The finale of "The Curse," the oddest and most original show on television right now, opens with Asher and Whitney Siegel, the grin-and-bear-it married couple played by Nathan Fielder and Emma Stone, in the midst of a press push for their new HGTV reality series. Last we saw the Siegels, on the previous episode of "The Curse," they were wrapping up the filming of their show, "Fliplanthropy," which had put such a strain on their marriage that it seemed like they were on the fast track to divorce. Now, it's a few months later, and Whitney is pregnant. The couple's show, which is finally complete, has been renamed "Green Queen." We watch as Whitney and Asher, nervous and grinning, are live-cast into a taping of "Rachael Ray."

The Siegels, Ray explains to her audience, are "turning their home town upside down with a new approach to eco-living!" Whitney and Asher are real-estate developers, and "Green Queen" documents their attempts to build high-end, environmentally friendly "passive homes" in the struggling New Mexico town of Española. The houses have mirrored façades, seemingly meant to reflect Española's indigenous landscape—Whitney sees them as works of art, half complaining and half bragging that she has been accused of ripping off Doug Aitken. But the homes' energy-efficient plan is also supposed to minimize their owners' carbon footprint. As part of their project, Whitney and Asher, who are terrified of being seen as gentrifiers, commit to employing Española natives in a couple of new, bougie businesses they bring to a local strip mall. When a shoplifting problem develops at the Siegels' designer-denim store, Whitney instructs the salesgirl not to call the police, and ends up providing her own credit card to cover the thefts. ("It's a petty misdemeanor. It's hurting no one," Whitney says.) This plan, of course, gets immediately taken advantage of by the shop's clientele, who take as many pairs of jeans as they can carry, but Whitney tells herself she can take the hit. She might be white and rich, but she's no "Karen."

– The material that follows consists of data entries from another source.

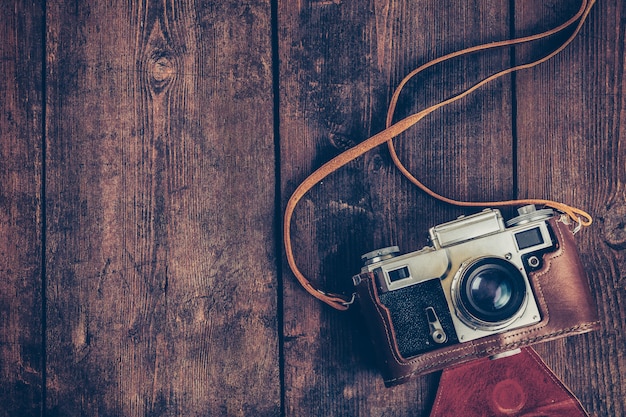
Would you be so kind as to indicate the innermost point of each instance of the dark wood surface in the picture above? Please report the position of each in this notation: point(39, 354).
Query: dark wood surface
point(147, 151)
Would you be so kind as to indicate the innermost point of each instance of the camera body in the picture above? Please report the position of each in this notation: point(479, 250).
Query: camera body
point(473, 282)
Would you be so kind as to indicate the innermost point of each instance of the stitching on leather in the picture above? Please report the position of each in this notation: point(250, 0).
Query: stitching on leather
point(501, 348)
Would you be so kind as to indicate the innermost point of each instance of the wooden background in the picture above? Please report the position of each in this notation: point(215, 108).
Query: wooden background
point(148, 147)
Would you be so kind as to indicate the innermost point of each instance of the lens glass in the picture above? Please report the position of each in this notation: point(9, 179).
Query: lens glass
point(492, 290)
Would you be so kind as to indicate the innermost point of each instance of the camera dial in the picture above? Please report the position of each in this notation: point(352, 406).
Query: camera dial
point(489, 293)
point(379, 255)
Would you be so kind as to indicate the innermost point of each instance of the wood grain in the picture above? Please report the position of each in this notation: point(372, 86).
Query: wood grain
point(160, 202)
point(339, 64)
point(140, 147)
point(21, 156)
point(571, 148)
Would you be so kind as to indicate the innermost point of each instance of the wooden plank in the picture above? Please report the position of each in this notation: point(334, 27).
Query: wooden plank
point(160, 203)
point(339, 64)
point(21, 114)
point(571, 148)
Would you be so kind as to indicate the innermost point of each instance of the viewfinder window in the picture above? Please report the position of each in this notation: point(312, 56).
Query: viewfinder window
point(529, 238)
point(398, 274)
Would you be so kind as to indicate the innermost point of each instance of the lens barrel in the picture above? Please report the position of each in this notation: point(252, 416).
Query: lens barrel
point(490, 293)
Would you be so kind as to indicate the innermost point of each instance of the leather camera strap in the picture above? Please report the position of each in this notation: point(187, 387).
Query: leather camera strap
point(342, 302)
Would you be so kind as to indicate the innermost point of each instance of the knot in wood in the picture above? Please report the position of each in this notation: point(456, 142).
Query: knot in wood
point(162, 71)
point(615, 226)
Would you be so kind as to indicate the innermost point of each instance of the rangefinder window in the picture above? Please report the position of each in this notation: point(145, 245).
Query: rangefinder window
point(398, 274)
point(529, 238)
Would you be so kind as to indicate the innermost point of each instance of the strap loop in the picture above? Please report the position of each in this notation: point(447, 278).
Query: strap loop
point(341, 302)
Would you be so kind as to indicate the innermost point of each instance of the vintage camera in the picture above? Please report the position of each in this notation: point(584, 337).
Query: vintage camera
point(471, 283)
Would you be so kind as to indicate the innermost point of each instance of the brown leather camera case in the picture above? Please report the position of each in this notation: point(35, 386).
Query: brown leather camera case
point(562, 293)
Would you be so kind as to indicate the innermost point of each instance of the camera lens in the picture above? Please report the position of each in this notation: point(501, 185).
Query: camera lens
point(491, 292)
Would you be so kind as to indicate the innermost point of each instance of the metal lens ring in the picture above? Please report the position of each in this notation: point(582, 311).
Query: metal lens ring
point(490, 293)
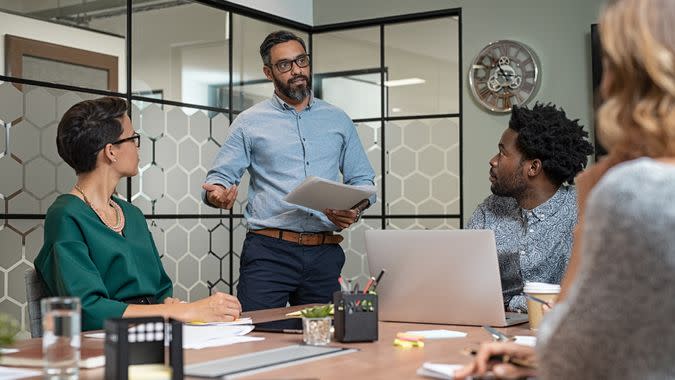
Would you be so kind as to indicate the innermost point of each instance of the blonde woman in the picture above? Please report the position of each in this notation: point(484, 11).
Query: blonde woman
point(616, 320)
point(98, 247)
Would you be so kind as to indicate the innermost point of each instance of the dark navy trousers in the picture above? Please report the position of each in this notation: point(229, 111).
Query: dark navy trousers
point(273, 272)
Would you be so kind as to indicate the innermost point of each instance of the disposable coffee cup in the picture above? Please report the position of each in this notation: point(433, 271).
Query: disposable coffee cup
point(544, 292)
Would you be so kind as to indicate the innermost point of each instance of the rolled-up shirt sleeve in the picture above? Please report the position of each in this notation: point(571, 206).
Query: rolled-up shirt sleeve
point(233, 158)
point(354, 164)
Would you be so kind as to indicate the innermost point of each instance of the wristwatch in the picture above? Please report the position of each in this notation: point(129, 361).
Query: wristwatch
point(358, 215)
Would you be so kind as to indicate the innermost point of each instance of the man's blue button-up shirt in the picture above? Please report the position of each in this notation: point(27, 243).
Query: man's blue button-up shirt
point(281, 147)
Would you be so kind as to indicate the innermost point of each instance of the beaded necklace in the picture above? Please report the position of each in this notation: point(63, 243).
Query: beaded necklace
point(119, 215)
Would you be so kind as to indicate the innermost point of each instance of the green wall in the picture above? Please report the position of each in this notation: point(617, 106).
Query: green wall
point(558, 32)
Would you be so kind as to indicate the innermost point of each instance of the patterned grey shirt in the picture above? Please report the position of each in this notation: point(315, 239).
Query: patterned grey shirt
point(617, 320)
point(537, 241)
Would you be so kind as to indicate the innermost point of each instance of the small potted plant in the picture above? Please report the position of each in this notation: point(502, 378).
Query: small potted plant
point(316, 324)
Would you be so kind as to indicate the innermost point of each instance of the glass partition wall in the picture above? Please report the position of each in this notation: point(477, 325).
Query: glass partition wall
point(188, 68)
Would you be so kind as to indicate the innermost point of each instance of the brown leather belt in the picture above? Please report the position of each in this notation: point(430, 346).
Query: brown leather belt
point(300, 238)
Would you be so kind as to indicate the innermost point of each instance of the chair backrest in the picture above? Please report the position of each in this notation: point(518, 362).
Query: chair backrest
point(35, 291)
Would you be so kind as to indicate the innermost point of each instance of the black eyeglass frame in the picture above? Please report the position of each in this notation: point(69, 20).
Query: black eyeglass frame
point(291, 62)
point(136, 136)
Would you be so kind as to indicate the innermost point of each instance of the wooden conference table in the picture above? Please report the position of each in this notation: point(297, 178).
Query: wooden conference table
point(374, 360)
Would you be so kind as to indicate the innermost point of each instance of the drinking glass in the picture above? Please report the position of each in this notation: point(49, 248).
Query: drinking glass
point(61, 337)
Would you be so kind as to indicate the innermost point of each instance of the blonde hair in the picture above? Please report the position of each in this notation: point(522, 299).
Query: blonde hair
point(637, 117)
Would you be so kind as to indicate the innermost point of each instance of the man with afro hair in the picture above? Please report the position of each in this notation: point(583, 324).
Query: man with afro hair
point(533, 207)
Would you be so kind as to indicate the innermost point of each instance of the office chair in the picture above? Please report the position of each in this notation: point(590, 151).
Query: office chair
point(35, 291)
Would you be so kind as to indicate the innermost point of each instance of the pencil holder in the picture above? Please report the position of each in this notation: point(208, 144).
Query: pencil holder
point(140, 341)
point(355, 317)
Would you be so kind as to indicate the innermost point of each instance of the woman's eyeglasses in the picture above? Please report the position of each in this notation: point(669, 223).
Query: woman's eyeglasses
point(135, 136)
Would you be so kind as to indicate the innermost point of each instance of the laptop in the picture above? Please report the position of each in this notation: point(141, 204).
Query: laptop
point(439, 276)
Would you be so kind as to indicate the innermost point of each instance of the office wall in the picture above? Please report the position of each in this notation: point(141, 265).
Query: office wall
point(297, 10)
point(558, 31)
point(64, 35)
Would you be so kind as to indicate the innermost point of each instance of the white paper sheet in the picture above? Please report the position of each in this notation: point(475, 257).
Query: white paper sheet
point(320, 194)
point(240, 321)
point(438, 371)
point(208, 335)
point(437, 334)
point(526, 340)
point(202, 336)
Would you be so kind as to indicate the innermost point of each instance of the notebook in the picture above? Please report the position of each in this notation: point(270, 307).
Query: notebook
point(439, 276)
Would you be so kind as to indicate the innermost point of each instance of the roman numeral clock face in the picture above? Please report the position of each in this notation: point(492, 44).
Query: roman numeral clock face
point(504, 73)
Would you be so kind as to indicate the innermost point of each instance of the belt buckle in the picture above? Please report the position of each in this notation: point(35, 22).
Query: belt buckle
point(300, 237)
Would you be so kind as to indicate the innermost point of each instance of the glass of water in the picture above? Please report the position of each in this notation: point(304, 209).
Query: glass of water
point(61, 337)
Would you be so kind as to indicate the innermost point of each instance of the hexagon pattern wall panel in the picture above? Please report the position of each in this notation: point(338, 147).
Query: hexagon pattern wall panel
point(178, 146)
point(196, 254)
point(422, 167)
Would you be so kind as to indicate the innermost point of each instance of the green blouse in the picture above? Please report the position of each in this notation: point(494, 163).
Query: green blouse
point(82, 257)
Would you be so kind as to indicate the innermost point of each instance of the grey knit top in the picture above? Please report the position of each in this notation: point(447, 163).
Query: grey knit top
point(619, 319)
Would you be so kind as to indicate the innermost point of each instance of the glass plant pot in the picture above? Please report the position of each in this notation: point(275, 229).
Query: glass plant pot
point(316, 331)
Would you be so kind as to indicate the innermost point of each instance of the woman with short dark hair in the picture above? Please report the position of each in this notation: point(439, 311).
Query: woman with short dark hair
point(98, 247)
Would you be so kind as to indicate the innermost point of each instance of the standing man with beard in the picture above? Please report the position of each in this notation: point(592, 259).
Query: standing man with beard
point(291, 253)
point(533, 209)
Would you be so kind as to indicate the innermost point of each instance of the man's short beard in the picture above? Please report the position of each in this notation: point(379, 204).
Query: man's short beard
point(298, 93)
point(515, 188)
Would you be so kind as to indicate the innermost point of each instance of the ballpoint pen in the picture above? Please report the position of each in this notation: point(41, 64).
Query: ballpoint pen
point(343, 286)
point(368, 285)
point(498, 335)
point(504, 359)
point(379, 278)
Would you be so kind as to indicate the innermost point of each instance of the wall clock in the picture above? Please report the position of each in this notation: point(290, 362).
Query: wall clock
point(503, 74)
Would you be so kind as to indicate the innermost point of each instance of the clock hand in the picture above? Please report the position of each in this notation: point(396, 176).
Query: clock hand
point(504, 74)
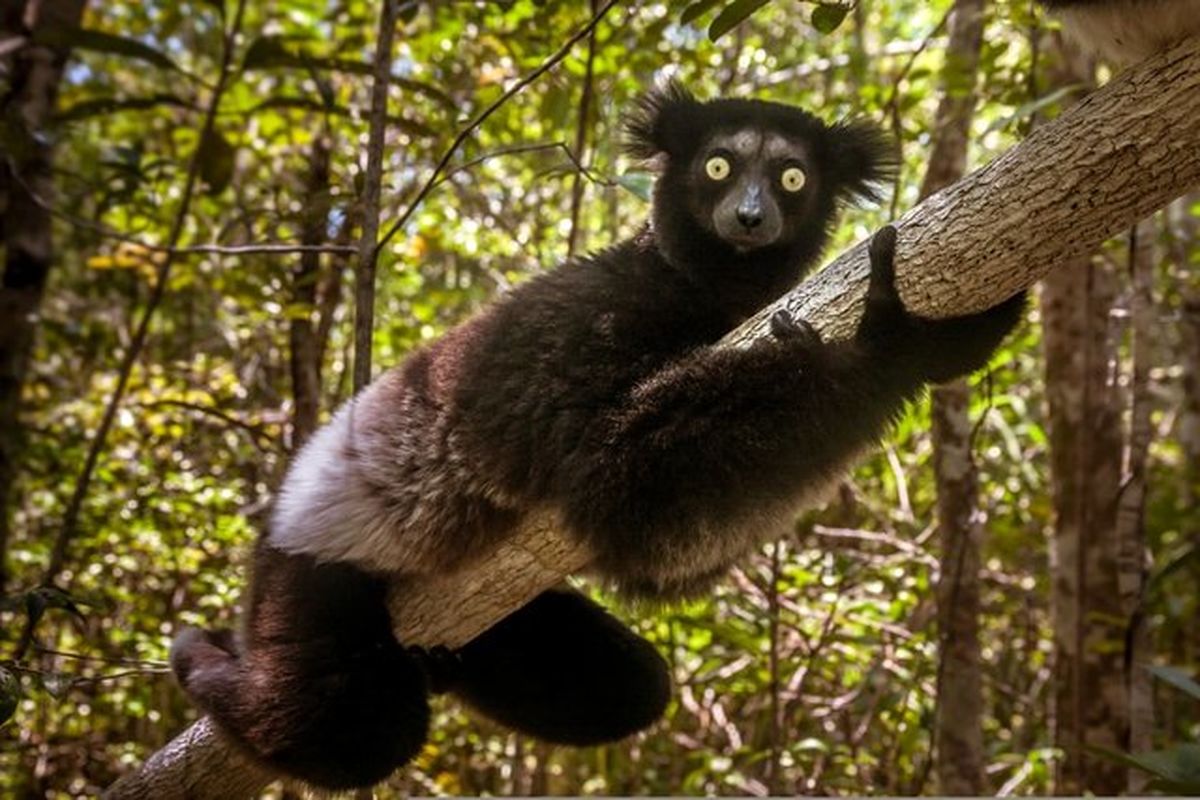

The Siegels' project resides in the fraught intersection of self-interest and social consciousness. Whitney, the daughter of slumlords, sees herself as a different breed of real-estate entrepreneur. She's building new homes from whose sale she might extract profit, yes, but, more important, she is building a new and better world, where the injustices wrought by various power structures—racial, ethnic, class-based, environmental—will be ameliorated. Asher, meanwhile, is a somewhat humorless penny-pincher, who attempts to hide his venal tendencies from his wife, whom he sees as "the most selfless person" he's ever met. (This is Fielder's first leading dramatic role, and his familiar stiffness is cut here with a touch of sliminess.) And yet the mask often slips, not just in Asher's case, but in Whitney's, too. "Española is mine!" she yells at her parents, when they attempt to advise her on what to do with the properties Whitney is developing—which, it turns out, they had originally picked up. (Stone, quite possibly the best actress of her generation, perfectly captures Whitney's laboriously if barely concealed petulance.) The tension between the Siegels' professed benevolent intentions and selfish inner selves is one of the show's through lines. Whitney and Asher want to be seen as good, but they also want to retain their power.